Vervolgens benadrukt het Hof dat overeenkomstig artikel 18 van richtlijn 2004/38, een persoon in aanmerking komt voor subsidiaire bescherming wanneer hij bij terugkeer naar zijn land van herkomst een reëel risico loopt op “ernstige schade” in de zin van artikel 15. Artikel 15, sub b, betreft ernstige schade die verband houdt met foltering of onmenselijke of vernederende behandeling of bestraffing van een derdelander in zijn land van herkomst.
 
Volgens het Hof moet dergelijke schade voortvloeien uit de gedragingen van derden. Het volstaat dus niet dat die schade louter het gevolg is van de algemene tekortkomingen van het gezondheidsstelsel in het land van herkomst.

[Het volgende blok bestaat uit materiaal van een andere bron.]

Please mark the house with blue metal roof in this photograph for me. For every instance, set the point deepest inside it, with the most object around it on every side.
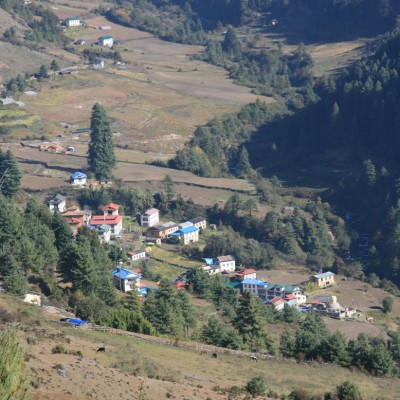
(126, 280)
(325, 279)
(78, 178)
(255, 286)
(189, 234)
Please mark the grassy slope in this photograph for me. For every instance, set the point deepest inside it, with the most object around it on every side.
(184, 373)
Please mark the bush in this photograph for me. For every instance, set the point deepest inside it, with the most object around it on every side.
(256, 386)
(387, 304)
(59, 349)
(348, 391)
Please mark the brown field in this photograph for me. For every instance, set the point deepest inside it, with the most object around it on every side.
(329, 58)
(16, 60)
(127, 172)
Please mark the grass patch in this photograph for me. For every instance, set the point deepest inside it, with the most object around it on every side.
(171, 257)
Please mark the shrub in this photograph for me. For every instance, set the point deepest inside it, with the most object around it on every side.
(256, 386)
(59, 349)
(348, 391)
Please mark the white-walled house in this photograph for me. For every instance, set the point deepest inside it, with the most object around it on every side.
(73, 21)
(255, 286)
(106, 41)
(111, 209)
(126, 280)
(78, 178)
(150, 218)
(199, 222)
(57, 203)
(188, 235)
(136, 255)
(113, 221)
(226, 263)
(246, 274)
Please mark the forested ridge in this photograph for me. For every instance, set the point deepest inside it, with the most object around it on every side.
(315, 17)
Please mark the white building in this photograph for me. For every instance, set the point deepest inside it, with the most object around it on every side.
(226, 263)
(199, 222)
(113, 221)
(78, 178)
(136, 255)
(187, 235)
(106, 41)
(58, 203)
(150, 218)
(126, 280)
(74, 21)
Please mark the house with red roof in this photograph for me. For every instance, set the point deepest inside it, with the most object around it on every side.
(226, 263)
(111, 209)
(246, 274)
(113, 221)
(136, 255)
(150, 218)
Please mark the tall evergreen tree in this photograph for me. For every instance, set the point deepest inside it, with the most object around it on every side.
(10, 175)
(101, 156)
(13, 379)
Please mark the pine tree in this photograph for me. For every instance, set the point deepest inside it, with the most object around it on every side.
(243, 164)
(10, 175)
(101, 157)
(250, 323)
(13, 379)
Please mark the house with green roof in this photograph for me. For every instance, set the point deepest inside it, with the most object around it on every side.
(106, 41)
(73, 21)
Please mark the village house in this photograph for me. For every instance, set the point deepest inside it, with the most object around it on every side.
(76, 212)
(78, 178)
(57, 203)
(199, 222)
(226, 263)
(325, 279)
(246, 274)
(111, 209)
(104, 232)
(126, 280)
(150, 218)
(278, 303)
(282, 290)
(210, 267)
(106, 41)
(187, 235)
(73, 21)
(185, 224)
(98, 64)
(113, 221)
(162, 231)
(74, 224)
(255, 287)
(136, 255)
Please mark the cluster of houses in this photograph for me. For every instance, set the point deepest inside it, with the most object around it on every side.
(186, 232)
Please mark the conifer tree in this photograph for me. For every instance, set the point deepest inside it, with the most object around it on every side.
(101, 156)
(13, 379)
(10, 175)
(243, 164)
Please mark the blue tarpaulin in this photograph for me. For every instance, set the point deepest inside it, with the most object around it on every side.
(77, 321)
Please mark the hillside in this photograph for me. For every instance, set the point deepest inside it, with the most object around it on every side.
(133, 368)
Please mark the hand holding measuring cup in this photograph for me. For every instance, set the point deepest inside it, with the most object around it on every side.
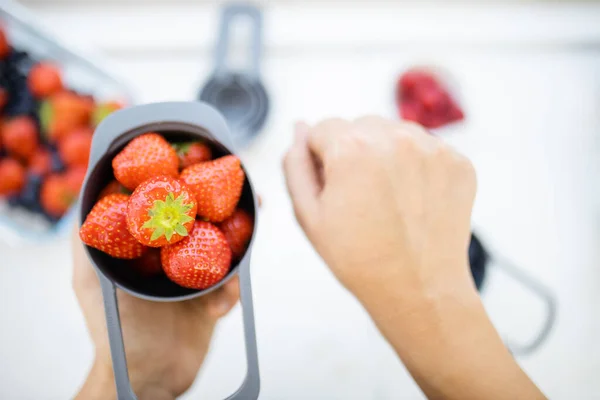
(163, 363)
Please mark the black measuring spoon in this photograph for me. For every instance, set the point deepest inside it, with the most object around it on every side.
(238, 94)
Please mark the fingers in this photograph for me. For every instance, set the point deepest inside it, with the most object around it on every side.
(301, 175)
(221, 301)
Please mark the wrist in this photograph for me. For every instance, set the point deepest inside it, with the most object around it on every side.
(445, 338)
(100, 384)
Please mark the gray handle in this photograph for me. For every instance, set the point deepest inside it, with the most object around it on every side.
(539, 290)
(230, 13)
(250, 386)
(115, 338)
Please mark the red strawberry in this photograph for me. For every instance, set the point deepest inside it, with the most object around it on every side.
(422, 98)
(111, 188)
(104, 110)
(192, 153)
(238, 231)
(44, 80)
(161, 211)
(217, 185)
(41, 162)
(20, 137)
(4, 46)
(149, 264)
(12, 177)
(146, 156)
(57, 195)
(64, 112)
(3, 98)
(75, 148)
(105, 229)
(200, 260)
(75, 177)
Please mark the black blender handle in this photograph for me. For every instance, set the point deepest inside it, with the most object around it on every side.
(230, 13)
(539, 290)
(250, 386)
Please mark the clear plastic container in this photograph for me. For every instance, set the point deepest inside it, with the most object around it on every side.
(80, 73)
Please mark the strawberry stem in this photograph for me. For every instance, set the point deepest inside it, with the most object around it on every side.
(168, 217)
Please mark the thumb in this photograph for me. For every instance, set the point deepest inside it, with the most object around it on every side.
(301, 175)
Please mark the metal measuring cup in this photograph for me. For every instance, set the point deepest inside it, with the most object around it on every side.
(176, 121)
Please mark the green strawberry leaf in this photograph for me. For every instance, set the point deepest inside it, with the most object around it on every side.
(168, 217)
(46, 114)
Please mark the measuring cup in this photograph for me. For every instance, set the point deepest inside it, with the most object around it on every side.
(240, 96)
(480, 259)
(176, 122)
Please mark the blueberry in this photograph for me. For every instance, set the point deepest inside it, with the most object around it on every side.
(31, 193)
(57, 164)
(478, 259)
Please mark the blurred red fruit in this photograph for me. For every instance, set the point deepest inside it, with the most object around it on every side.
(74, 149)
(20, 137)
(41, 162)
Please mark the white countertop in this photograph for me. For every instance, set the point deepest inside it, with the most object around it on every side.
(529, 78)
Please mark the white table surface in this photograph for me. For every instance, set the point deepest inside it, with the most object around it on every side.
(530, 84)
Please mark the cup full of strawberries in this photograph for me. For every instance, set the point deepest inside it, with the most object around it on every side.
(167, 213)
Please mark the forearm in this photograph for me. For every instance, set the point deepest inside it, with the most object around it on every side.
(449, 345)
(100, 385)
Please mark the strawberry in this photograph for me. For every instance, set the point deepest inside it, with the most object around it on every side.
(200, 260)
(75, 177)
(105, 229)
(75, 148)
(41, 162)
(146, 156)
(20, 137)
(57, 195)
(423, 99)
(192, 153)
(217, 185)
(238, 231)
(62, 113)
(4, 46)
(103, 110)
(161, 211)
(44, 80)
(113, 187)
(149, 264)
(12, 177)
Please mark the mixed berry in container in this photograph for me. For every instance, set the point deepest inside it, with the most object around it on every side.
(46, 131)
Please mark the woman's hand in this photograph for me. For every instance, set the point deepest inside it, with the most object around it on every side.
(165, 343)
(388, 207)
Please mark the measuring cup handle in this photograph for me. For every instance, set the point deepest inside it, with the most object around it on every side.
(539, 290)
(229, 14)
(251, 385)
(115, 335)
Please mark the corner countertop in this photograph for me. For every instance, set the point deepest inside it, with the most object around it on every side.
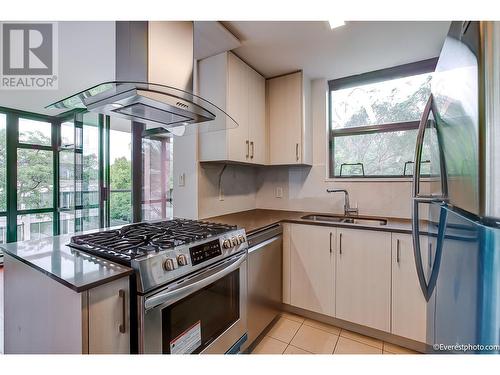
(74, 269)
(254, 220)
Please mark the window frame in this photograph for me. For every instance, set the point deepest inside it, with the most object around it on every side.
(395, 72)
(12, 147)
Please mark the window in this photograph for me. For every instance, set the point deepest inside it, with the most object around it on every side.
(374, 119)
(120, 171)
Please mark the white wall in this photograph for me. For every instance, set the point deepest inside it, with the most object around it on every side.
(86, 57)
(304, 188)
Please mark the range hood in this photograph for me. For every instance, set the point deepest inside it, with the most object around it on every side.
(152, 104)
(161, 106)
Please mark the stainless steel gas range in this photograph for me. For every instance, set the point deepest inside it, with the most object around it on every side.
(190, 283)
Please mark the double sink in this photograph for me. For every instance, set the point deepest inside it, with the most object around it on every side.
(345, 219)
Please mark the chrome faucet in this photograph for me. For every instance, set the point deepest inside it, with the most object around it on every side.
(348, 210)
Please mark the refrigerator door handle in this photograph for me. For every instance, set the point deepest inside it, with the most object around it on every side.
(427, 288)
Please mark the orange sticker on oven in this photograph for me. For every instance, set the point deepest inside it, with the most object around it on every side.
(188, 341)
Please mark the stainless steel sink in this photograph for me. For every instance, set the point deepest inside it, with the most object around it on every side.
(344, 219)
(364, 221)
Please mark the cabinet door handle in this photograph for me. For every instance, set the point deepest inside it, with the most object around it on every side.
(121, 294)
(430, 256)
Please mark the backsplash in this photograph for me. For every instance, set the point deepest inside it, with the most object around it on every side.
(304, 189)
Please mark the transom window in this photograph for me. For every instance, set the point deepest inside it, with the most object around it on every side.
(374, 119)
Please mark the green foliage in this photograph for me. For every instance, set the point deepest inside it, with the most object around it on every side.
(382, 153)
(120, 179)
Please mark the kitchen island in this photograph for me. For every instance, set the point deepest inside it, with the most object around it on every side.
(257, 219)
(58, 300)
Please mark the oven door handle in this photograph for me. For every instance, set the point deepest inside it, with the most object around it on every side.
(190, 285)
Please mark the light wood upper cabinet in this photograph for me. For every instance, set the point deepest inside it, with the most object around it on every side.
(408, 303)
(232, 85)
(312, 268)
(289, 119)
(363, 278)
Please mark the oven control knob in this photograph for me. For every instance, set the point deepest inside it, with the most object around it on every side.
(182, 260)
(169, 264)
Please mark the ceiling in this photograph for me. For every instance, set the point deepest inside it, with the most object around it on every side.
(278, 47)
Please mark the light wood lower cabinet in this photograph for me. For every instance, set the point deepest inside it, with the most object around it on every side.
(408, 303)
(312, 268)
(363, 282)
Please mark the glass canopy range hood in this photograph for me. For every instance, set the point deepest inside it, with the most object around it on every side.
(152, 104)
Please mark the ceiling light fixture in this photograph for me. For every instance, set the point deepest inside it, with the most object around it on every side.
(336, 23)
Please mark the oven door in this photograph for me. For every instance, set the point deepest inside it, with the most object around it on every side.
(201, 313)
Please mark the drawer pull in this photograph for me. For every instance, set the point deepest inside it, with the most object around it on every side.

Verder volgt uit de richtlijn dat gevaren waaraan (een deel van) de bevolking van een land in het algemeen is blootgesteld, normaliter op zich geen individuele bedreiging vormen die als ernstige schade kan worden aangemerkt. Dat een derdelander die aan een ernstige ziekte lijdt, risico loopt op verslechtering van zijn gezondheidstoestand omdat in zijn land van herkomst geen adequate behandeling voorhanden is, doch hem niet opzettelijk medische zorg wordt geweigerd, volstaat ook niet om hem subsidiaire bescherming te verlenen.
 
Weliswaar stelt het EHRM dat artikel 3 EVRM zich in zeer uitzonderlijke omstandigheden ertegen verzet dat een derdelander die aan een ernstige ziekte lijdt, wordt verwijderd naar een land waar geen adequate behandeling voorhanden is. Dit betekent volgens het Hof evenwel nog niet dat hij op grond van de subsidiaire bescherming krachtens richtlijn 2004/83 tot verblijf in die lidstaat moet worden gemachtigd.
 
Ten slotte merkt het Hof op dat lidstaten, overeenkomstig artikel 3 van de richtlijn, gunstigere normen kunnen vaststellen, onder meer ter bepaling van wie voor subsidiaire bescherming in aanmerking komt. Dit laat de lidstaten volgens het Hof evenwel niet toe om subsidiaire bescherming toe te kennen aan een derdelander die aan een ernstige ziekte lijdt, op grond dat hij risico loopt dat zijn gezondheidstoestand verslechtert omdat in zijn land van herkomst geen adequate behandeling voorhanden is. Het zou namelijk in strijd zijn met de algemene opzet en de doelstellingen van richtlijn 2004/83 om internationale bescherming toe te kennen aan derdelanders die zich in situaties bevinden die geen enkel verband houden met de logica ervan.